Alors oui, seuls 7 matchs ont été joués et nous n’allons pas tirer de conclusion hâtive. Même pas 10% d’une saison marathon, on va rester calme avant de critiquer l’ancien d’Iowa State et de sonner l’alarme dans l’Illinois. Pour autant, un premier constat en guise de rappel est nécessaire : si le jeu plus rythmé, basé sur le mouvement et l’attaque prôné par Hoiberg se met doucement en place, les résultats ne sont pas encore concluants et les reproches adressés aux hommes de Thibs l’an dernier sont toujours d’actualité. Le premier d’entre eux ? Un manque de régularité dans l’intensité et la qualité des prestations, le tout sans avoir encore trouvé le bon équilibre entre les deux côtés du parquet. La même impression de ne pas exploiter complètement le potentiel de l’effectif, à défendre par intermittence ou encore à ne pas assez alterner offensivement.

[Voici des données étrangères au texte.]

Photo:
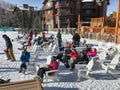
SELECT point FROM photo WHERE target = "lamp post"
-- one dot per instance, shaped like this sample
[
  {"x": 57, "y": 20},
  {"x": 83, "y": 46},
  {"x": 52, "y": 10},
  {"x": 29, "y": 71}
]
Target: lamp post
[
  {"x": 117, "y": 22},
  {"x": 79, "y": 25}
]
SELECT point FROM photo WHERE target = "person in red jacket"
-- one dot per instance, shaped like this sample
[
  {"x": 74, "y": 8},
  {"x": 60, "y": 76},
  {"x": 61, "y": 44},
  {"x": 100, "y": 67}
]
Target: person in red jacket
[
  {"x": 52, "y": 66},
  {"x": 92, "y": 53},
  {"x": 31, "y": 34},
  {"x": 73, "y": 54}
]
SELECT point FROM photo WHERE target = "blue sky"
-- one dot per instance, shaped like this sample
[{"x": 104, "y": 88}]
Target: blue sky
[{"x": 112, "y": 7}]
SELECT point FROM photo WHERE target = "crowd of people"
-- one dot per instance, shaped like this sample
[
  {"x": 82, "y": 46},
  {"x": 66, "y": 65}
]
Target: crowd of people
[{"x": 68, "y": 54}]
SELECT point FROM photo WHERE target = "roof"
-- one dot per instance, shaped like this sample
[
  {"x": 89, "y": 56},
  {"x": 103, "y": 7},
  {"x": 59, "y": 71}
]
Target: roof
[{"x": 27, "y": 9}]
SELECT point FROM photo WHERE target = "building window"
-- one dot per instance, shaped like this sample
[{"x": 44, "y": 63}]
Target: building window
[
  {"x": 88, "y": 11},
  {"x": 63, "y": 2},
  {"x": 48, "y": 4},
  {"x": 48, "y": 12},
  {"x": 48, "y": 19},
  {"x": 63, "y": 19},
  {"x": 63, "y": 10},
  {"x": 56, "y": 18}
]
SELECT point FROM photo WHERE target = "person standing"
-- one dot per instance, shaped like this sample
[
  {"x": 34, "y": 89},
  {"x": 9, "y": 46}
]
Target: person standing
[
  {"x": 24, "y": 58},
  {"x": 76, "y": 39},
  {"x": 59, "y": 39},
  {"x": 9, "y": 48}
]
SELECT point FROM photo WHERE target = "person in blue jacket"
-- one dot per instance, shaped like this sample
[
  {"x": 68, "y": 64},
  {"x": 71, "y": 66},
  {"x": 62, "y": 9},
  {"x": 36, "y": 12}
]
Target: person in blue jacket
[{"x": 24, "y": 58}]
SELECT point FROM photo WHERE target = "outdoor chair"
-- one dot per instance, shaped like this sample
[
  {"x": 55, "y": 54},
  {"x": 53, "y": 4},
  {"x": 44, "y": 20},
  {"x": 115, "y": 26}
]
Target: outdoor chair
[
  {"x": 110, "y": 65},
  {"x": 83, "y": 70}
]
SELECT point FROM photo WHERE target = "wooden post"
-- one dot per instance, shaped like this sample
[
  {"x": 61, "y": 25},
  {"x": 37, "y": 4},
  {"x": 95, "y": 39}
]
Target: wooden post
[
  {"x": 117, "y": 22},
  {"x": 79, "y": 25}
]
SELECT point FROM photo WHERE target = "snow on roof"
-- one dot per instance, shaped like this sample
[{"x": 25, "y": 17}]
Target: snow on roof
[{"x": 27, "y": 9}]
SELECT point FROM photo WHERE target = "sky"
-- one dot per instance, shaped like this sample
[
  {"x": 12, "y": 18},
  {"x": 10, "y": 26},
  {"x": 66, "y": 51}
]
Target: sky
[{"x": 112, "y": 7}]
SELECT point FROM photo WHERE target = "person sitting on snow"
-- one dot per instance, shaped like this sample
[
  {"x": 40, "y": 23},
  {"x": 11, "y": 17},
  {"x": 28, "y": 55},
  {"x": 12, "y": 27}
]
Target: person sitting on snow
[
  {"x": 52, "y": 66},
  {"x": 81, "y": 59}
]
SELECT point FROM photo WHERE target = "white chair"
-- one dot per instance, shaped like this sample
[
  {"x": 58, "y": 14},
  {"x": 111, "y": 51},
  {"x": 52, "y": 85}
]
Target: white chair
[
  {"x": 53, "y": 77},
  {"x": 83, "y": 70},
  {"x": 112, "y": 65}
]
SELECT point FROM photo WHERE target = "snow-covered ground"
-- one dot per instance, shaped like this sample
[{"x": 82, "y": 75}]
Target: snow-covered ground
[{"x": 98, "y": 80}]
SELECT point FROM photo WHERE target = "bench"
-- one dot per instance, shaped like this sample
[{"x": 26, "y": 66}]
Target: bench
[{"x": 33, "y": 84}]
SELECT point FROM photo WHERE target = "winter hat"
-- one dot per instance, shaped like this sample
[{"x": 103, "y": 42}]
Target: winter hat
[{"x": 53, "y": 58}]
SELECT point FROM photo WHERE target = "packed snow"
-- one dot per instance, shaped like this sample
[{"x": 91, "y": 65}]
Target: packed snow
[{"x": 98, "y": 80}]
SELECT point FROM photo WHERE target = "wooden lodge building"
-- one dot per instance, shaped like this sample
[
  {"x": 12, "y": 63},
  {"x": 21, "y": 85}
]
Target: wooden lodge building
[{"x": 64, "y": 13}]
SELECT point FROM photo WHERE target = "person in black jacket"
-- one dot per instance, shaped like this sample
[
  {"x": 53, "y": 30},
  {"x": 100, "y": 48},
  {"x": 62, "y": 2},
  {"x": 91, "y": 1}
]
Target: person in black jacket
[
  {"x": 2, "y": 81},
  {"x": 59, "y": 39},
  {"x": 9, "y": 48},
  {"x": 81, "y": 59},
  {"x": 76, "y": 39}
]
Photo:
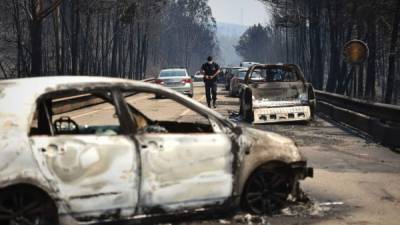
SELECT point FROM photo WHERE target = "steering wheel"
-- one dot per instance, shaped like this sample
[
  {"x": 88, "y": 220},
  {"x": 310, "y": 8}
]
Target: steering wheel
[{"x": 65, "y": 125}]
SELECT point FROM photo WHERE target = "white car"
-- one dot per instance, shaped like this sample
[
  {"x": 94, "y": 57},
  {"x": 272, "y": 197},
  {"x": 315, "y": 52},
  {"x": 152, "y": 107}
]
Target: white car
[
  {"x": 176, "y": 79},
  {"x": 57, "y": 168}
]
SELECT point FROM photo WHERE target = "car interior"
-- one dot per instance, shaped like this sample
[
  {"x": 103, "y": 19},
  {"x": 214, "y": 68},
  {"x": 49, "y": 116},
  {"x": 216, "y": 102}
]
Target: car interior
[
  {"x": 274, "y": 74},
  {"x": 49, "y": 120}
]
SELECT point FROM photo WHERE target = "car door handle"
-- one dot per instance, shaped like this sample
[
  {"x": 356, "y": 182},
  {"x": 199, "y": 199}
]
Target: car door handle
[{"x": 52, "y": 148}]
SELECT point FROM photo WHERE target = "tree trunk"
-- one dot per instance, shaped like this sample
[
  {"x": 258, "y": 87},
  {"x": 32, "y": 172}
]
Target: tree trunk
[
  {"x": 392, "y": 56},
  {"x": 36, "y": 47}
]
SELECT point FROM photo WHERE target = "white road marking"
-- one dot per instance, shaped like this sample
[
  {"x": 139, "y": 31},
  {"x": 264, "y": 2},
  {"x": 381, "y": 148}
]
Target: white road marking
[{"x": 188, "y": 110}]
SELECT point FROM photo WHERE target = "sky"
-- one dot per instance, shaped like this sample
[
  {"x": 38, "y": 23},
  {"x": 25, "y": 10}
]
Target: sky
[{"x": 243, "y": 12}]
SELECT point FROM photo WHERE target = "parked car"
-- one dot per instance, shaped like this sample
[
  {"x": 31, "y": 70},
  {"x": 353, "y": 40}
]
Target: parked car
[
  {"x": 176, "y": 79},
  {"x": 231, "y": 72},
  {"x": 236, "y": 81},
  {"x": 198, "y": 76},
  {"x": 276, "y": 93},
  {"x": 58, "y": 168},
  {"x": 248, "y": 64}
]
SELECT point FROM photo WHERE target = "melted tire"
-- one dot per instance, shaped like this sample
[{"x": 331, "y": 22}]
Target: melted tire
[{"x": 267, "y": 191}]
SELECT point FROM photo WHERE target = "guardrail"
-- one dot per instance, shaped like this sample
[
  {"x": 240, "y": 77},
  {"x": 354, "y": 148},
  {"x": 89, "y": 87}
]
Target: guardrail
[{"x": 380, "y": 121}]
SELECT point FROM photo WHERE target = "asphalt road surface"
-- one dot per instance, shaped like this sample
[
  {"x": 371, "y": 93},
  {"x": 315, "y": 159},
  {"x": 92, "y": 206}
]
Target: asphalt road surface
[{"x": 357, "y": 182}]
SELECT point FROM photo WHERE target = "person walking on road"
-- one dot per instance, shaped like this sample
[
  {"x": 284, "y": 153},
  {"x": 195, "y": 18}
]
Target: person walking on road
[{"x": 210, "y": 70}]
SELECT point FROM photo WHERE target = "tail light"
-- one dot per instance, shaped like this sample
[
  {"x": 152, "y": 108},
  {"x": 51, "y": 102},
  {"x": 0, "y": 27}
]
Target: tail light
[
  {"x": 187, "y": 81},
  {"x": 158, "y": 81}
]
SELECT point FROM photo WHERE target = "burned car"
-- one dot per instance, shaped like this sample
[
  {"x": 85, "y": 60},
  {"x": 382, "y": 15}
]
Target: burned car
[
  {"x": 276, "y": 93},
  {"x": 84, "y": 150}
]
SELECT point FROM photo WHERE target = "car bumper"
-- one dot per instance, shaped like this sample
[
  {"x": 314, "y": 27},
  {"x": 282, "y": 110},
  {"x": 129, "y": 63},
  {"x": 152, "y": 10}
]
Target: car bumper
[
  {"x": 183, "y": 90},
  {"x": 282, "y": 114},
  {"x": 301, "y": 171}
]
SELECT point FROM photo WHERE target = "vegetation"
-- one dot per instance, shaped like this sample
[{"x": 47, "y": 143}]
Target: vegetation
[
  {"x": 312, "y": 33},
  {"x": 118, "y": 38}
]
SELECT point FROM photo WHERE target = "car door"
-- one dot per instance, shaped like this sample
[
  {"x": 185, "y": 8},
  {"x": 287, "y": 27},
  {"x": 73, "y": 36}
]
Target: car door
[
  {"x": 182, "y": 168},
  {"x": 182, "y": 171},
  {"x": 95, "y": 174}
]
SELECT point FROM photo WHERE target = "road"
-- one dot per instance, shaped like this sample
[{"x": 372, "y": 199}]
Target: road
[{"x": 357, "y": 182}]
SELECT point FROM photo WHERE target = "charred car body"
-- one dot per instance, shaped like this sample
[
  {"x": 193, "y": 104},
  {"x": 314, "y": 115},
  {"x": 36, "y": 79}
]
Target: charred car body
[
  {"x": 276, "y": 93},
  {"x": 56, "y": 170}
]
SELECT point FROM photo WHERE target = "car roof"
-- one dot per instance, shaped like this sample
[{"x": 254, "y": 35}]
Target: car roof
[
  {"x": 18, "y": 96},
  {"x": 173, "y": 69}
]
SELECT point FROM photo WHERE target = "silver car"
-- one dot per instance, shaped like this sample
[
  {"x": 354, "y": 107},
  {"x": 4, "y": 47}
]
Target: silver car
[{"x": 176, "y": 79}]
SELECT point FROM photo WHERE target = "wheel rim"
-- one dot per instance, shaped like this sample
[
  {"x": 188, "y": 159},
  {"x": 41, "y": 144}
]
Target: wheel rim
[
  {"x": 25, "y": 208},
  {"x": 266, "y": 192}
]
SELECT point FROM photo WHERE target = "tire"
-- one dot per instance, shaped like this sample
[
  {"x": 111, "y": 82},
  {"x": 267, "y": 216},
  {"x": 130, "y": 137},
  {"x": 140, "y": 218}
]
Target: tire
[
  {"x": 267, "y": 191},
  {"x": 33, "y": 207},
  {"x": 248, "y": 115}
]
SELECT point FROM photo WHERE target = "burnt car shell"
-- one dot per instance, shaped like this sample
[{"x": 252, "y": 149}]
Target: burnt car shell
[{"x": 282, "y": 101}]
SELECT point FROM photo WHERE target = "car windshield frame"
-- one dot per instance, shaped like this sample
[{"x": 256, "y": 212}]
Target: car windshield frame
[
  {"x": 172, "y": 73},
  {"x": 272, "y": 77}
]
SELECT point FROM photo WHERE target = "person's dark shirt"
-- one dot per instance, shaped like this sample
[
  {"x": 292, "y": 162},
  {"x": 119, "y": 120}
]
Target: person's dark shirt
[{"x": 209, "y": 70}]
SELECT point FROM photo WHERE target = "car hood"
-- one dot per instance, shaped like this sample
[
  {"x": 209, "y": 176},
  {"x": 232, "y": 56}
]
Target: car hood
[
  {"x": 278, "y": 91},
  {"x": 275, "y": 146}
]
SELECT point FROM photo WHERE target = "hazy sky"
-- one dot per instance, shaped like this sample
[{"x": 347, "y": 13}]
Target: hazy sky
[{"x": 245, "y": 12}]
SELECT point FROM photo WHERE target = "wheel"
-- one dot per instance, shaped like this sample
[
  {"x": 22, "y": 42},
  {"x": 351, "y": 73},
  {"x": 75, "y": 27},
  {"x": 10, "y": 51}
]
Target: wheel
[
  {"x": 267, "y": 191},
  {"x": 248, "y": 115},
  {"x": 25, "y": 206}
]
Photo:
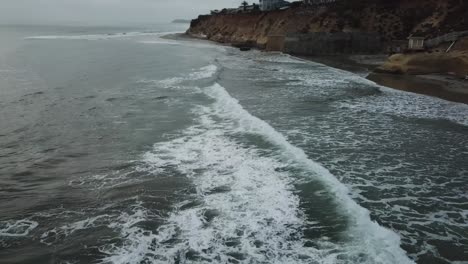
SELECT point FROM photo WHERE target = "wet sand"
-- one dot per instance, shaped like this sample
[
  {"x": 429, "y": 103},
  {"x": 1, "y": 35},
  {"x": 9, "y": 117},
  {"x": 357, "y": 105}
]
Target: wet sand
[{"x": 438, "y": 85}]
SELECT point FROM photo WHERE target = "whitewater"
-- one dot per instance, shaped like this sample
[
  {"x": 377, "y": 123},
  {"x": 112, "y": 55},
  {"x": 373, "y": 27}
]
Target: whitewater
[{"x": 182, "y": 151}]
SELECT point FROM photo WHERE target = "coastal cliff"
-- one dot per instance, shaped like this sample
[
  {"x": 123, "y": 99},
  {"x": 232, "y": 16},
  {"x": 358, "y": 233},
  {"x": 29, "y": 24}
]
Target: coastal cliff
[{"x": 390, "y": 19}]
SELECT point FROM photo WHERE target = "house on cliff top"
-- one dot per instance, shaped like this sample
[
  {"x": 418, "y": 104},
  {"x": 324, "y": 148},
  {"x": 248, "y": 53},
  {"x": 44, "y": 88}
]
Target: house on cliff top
[{"x": 268, "y": 5}]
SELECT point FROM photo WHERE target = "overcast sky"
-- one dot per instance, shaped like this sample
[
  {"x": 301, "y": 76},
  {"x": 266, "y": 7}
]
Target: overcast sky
[{"x": 104, "y": 12}]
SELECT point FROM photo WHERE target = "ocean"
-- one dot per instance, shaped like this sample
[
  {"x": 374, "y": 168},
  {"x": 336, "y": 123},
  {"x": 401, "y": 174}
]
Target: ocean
[{"x": 120, "y": 146}]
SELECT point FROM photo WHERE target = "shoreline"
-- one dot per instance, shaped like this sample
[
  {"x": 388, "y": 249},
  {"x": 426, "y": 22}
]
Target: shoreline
[{"x": 436, "y": 85}]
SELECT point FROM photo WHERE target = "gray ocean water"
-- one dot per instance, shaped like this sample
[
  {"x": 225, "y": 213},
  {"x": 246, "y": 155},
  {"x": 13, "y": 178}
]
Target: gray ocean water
[{"x": 119, "y": 146}]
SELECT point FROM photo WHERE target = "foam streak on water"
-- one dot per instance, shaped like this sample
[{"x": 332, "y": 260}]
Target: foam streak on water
[
  {"x": 383, "y": 244},
  {"x": 243, "y": 209}
]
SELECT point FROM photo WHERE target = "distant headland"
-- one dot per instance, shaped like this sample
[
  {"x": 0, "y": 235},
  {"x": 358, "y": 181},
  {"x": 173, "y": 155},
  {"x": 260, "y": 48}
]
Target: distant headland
[{"x": 420, "y": 37}]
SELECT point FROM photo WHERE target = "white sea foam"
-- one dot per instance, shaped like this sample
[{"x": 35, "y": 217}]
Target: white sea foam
[
  {"x": 20, "y": 228},
  {"x": 382, "y": 244},
  {"x": 199, "y": 74},
  {"x": 247, "y": 212}
]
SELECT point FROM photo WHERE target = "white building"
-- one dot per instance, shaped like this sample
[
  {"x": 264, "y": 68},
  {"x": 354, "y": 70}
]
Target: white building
[{"x": 266, "y": 5}]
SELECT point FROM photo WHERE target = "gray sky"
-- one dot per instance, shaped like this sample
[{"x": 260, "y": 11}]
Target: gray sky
[{"x": 104, "y": 12}]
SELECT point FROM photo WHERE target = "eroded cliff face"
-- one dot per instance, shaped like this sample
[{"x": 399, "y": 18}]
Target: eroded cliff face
[{"x": 392, "y": 19}]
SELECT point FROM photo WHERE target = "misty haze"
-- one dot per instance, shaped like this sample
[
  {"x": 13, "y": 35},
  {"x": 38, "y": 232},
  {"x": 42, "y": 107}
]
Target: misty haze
[{"x": 220, "y": 131}]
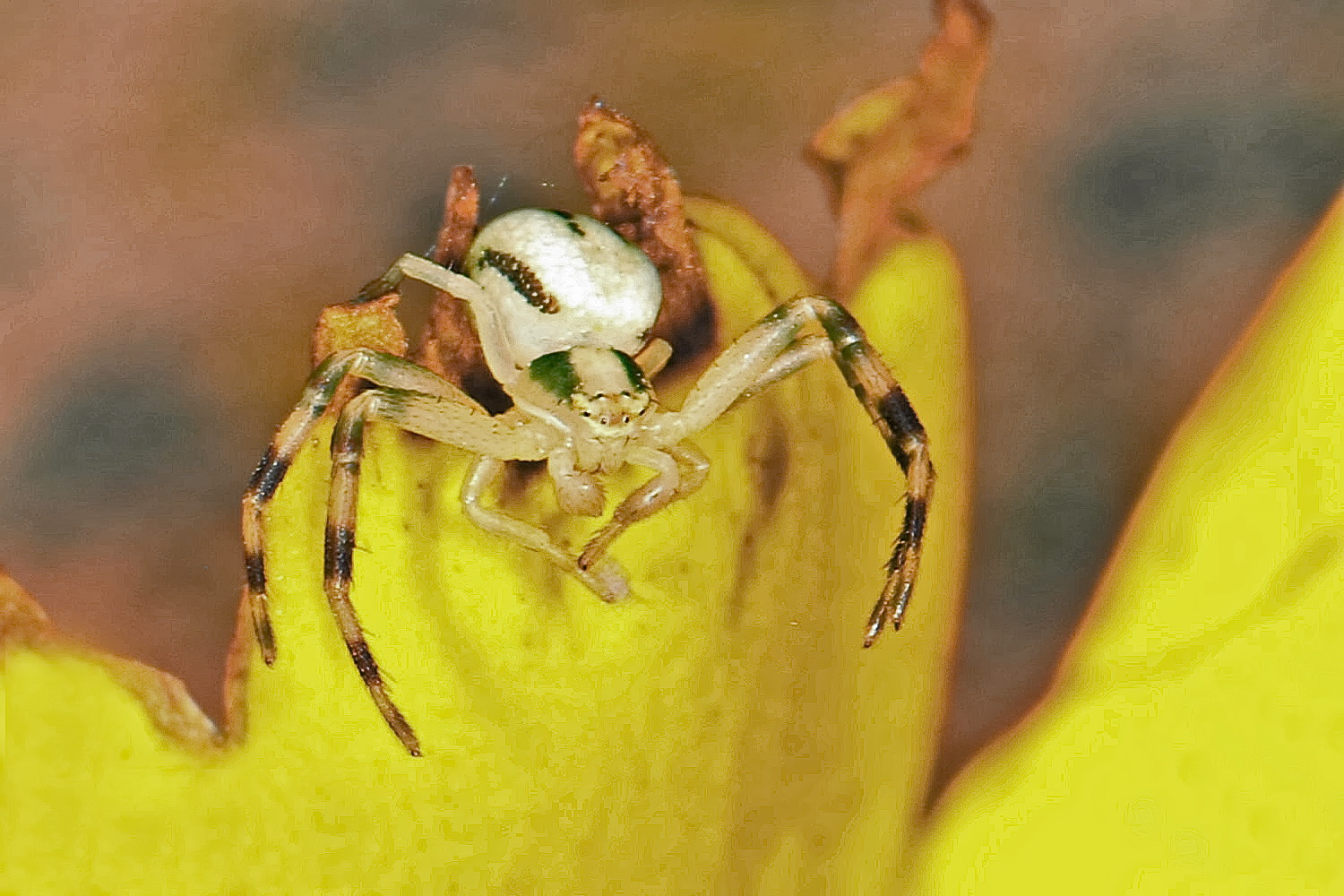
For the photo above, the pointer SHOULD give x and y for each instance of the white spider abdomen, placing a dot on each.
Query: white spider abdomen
(562, 280)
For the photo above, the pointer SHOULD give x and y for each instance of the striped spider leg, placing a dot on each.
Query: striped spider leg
(562, 308)
(409, 397)
(776, 349)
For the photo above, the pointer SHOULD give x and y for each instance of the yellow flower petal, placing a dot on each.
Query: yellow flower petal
(720, 731)
(1193, 742)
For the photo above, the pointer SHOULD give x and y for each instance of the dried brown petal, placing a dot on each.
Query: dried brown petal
(359, 325)
(634, 191)
(449, 344)
(886, 145)
(461, 210)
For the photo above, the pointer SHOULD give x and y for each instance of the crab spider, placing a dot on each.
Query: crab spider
(564, 306)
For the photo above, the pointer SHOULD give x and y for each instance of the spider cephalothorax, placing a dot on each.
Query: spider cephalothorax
(564, 306)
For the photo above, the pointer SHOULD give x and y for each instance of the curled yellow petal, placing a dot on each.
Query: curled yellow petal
(1193, 739)
(720, 731)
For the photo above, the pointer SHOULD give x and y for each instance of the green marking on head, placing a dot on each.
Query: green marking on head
(556, 374)
(633, 371)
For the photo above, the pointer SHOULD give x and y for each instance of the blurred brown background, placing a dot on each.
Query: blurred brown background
(183, 185)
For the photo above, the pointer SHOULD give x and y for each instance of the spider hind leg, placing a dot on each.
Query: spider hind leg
(886, 402)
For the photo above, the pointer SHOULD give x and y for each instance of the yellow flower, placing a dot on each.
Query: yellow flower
(1193, 739)
(719, 731)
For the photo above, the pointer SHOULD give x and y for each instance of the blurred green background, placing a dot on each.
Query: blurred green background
(190, 182)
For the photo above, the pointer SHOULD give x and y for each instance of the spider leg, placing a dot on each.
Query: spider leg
(682, 470)
(771, 351)
(362, 363)
(607, 582)
(489, 328)
(418, 413)
(339, 559)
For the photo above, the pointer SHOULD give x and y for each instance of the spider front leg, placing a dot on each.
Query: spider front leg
(359, 363)
(682, 470)
(437, 418)
(607, 581)
(776, 349)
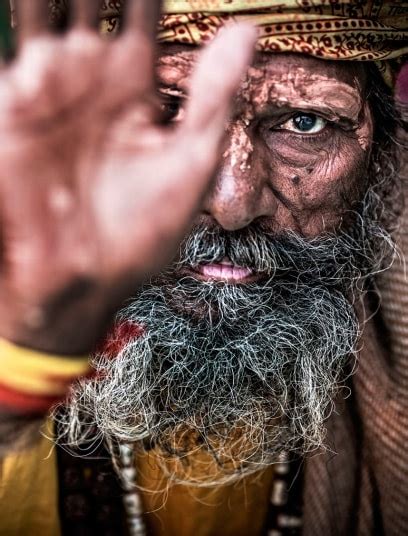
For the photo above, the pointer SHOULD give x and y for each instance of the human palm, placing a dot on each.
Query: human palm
(95, 191)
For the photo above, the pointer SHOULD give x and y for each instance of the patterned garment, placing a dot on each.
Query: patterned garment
(363, 30)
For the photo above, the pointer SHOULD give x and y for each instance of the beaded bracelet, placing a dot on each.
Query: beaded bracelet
(33, 381)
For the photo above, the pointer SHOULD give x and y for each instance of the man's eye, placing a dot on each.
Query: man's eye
(302, 123)
(172, 110)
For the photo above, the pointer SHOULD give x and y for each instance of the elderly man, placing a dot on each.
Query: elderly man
(234, 364)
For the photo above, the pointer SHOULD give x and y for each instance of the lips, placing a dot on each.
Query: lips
(223, 271)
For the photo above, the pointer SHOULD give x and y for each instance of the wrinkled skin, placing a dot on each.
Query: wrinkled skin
(95, 192)
(289, 180)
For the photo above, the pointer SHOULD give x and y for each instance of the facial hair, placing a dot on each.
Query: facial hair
(243, 371)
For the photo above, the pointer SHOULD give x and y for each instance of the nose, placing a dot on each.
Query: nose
(240, 193)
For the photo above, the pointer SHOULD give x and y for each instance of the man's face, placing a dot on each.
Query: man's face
(297, 144)
(247, 334)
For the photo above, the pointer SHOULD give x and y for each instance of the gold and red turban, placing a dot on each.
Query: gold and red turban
(362, 30)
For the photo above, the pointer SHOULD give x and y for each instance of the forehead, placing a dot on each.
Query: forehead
(281, 80)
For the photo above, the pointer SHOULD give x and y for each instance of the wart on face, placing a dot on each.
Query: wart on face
(297, 145)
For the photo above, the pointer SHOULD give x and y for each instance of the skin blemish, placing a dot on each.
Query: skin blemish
(289, 178)
(240, 149)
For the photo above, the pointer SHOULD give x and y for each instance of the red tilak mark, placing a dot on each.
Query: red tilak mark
(122, 334)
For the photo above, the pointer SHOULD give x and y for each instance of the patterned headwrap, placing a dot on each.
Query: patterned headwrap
(363, 30)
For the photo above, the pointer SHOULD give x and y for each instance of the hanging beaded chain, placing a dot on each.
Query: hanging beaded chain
(285, 512)
(282, 518)
(131, 499)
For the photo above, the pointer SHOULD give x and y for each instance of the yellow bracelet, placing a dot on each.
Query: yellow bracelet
(37, 373)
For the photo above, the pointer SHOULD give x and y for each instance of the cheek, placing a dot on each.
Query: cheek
(314, 182)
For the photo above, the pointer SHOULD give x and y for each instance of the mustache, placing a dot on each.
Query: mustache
(330, 258)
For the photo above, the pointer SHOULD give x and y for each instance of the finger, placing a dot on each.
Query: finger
(217, 76)
(32, 18)
(139, 38)
(86, 13)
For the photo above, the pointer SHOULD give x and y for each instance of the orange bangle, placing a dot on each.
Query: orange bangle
(34, 380)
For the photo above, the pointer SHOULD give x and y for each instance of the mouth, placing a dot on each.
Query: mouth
(225, 271)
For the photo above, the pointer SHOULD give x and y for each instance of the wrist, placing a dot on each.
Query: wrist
(33, 381)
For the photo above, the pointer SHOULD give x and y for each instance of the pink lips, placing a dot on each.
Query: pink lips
(224, 271)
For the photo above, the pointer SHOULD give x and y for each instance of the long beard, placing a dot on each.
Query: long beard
(240, 371)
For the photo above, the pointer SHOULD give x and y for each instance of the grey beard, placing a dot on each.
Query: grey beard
(243, 371)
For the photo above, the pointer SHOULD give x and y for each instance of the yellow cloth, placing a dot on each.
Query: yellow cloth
(238, 509)
(29, 492)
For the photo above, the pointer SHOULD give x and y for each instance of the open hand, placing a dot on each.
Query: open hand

Si le rythme est en effet plus enlevé (99,91 possessions pour 48 minutes contre 95,35 l’an dernier), tout est loin d’être parfait lorsqu’il s’agit de mettre le ballon dans le panier. Les progrès existent et on sent l’équipe plus menaçante, mais cela ne se traduit pas concrètement, comme les chiffres le prouvent. En effet, les Bulls ne disposent que de la 19ème moyenne de points par match (100), contre la 15ème en avril 2015 avec 100,8 pions. C’est encore plus criant si on regarde l’offensive rating, où la franchise de l’Illinois est loin des cadors (23ème avec 97 points pour 100 possessions) alors qu’avec les horribles systèmes de Thibodeau, Derrick Rose et ses comparses en scoraient 104,7 pour 100 possessions, soit la 10ème moyenne de la Ligue. Défensivement, les brèches entrevues l’an dernier sont toujours bien présentes, la forteresse bovine est loin d’être imprenable et d’offrir des garanties pour aller loin, avec 101,4 points encaissés par rencontre (18ème, pour un defensive rating de 98,8, 15ème de la Ligue) alors qu’il y a quelques mois, les adversaires des Bulls plantaient 97,8 points (10ème, pour un defensive rating de 101,5, 11ème en NBA). Pas mieux donc, et comme on a vu qu’offensivement ce n’est pas encore la fête et bien Chicago n’impressionne pas et ne décolle pas.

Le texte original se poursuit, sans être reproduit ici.